Hay que levantar el país. Es una frase que muchas veces oigo, insanamente. Como esa otra, que se repite de serie en serie y de película en película, ¿estás bien? O es argumento nunca-visto-antes de tanto cine americano o made in Hong Kong: Hola, me llamo Joe y tengo un pistola.  Hola, Joe, ¿estás bien? Me llamo Joe y tengo una pistola. Voy a utilizar mi pistola. Pum-pum-pum. The End.

¿Qué país hay que levantar? ¿El de Ruiz Mateos o el de Félix Millet? ¿El de La Caixa o el del Santander? ¿El de sí, señora Merkel de Rajoy y lobbies vinculados o el María Teresa Fernández de la Vega y los siete zapateros? ¿El de Ortega Zara que paga a sus empleadas 800 euros al mes? ¿El país de CiU, el del PP, el del PNV o el del PSOE? Por eso envidio tanto las sociedades que funcionan y no usan las banderas como alfombra para tapar la corruptela.

En realidad, siento que mi país es muy pequeño.
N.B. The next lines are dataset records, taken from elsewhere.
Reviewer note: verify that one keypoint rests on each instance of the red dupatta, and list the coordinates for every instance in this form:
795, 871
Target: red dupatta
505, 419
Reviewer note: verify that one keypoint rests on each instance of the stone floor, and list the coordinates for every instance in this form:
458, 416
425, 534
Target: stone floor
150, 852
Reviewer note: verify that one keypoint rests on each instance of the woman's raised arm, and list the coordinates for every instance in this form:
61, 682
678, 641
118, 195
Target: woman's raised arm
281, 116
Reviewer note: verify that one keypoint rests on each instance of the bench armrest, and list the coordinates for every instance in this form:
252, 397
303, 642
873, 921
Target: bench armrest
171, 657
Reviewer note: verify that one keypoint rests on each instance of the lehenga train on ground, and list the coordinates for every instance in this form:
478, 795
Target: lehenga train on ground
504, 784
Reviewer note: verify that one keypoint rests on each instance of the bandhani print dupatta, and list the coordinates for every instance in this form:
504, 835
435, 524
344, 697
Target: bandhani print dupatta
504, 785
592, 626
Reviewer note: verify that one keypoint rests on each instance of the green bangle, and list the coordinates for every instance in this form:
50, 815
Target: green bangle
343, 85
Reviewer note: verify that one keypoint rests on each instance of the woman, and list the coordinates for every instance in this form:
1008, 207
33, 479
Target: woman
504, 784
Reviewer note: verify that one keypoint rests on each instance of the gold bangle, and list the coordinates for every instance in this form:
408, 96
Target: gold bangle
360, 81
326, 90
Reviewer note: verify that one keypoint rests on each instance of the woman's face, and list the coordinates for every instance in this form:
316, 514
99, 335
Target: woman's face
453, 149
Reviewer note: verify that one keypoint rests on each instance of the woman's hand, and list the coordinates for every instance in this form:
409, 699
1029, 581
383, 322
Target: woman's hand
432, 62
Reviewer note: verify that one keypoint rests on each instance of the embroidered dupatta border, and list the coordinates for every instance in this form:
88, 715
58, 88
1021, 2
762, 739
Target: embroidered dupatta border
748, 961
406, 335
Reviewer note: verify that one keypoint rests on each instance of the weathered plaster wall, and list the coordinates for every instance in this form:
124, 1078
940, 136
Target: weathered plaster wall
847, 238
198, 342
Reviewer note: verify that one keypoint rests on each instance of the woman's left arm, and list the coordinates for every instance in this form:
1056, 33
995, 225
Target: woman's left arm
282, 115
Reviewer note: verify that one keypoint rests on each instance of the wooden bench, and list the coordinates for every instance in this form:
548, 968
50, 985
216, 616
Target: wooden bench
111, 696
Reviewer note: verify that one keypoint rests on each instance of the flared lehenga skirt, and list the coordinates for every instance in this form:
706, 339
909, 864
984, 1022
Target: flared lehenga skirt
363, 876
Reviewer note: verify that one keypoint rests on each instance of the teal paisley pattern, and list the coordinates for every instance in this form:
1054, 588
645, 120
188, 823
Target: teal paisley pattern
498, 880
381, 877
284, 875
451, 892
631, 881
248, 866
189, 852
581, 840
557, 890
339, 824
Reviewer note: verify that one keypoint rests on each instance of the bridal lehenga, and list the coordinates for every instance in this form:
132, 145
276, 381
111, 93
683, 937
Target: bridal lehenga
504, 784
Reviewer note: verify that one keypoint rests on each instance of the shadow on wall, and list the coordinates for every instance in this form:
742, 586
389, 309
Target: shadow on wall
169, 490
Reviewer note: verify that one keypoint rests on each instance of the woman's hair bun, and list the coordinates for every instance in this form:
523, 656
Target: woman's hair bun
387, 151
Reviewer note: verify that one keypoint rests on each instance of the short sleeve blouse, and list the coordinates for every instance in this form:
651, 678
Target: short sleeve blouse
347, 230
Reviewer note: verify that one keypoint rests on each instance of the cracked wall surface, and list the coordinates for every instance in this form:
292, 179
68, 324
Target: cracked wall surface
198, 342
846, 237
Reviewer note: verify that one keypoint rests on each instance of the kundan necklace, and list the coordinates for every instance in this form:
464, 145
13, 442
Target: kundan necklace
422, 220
El tramo de calle donde vivo más dos travesías a la izquierda y dos a la derecha. A lo sumo, acaso también, los bosques por donde salgo a correr y nunca encuentro a nadie, excepto algún cazador extraviado y alguna bruja de edad que busca su libro de encantamientos perdido por los caminos de tierra rojiza y raíces, que sobresalen como dedos de orco, por los que vuelvo a casa, al igual que un invisible Ulises a tiempo parcial que se asusta al encontrar sus propias huellas en el viaje de vuelta, pensando que puede haber alguien más en Ítaca.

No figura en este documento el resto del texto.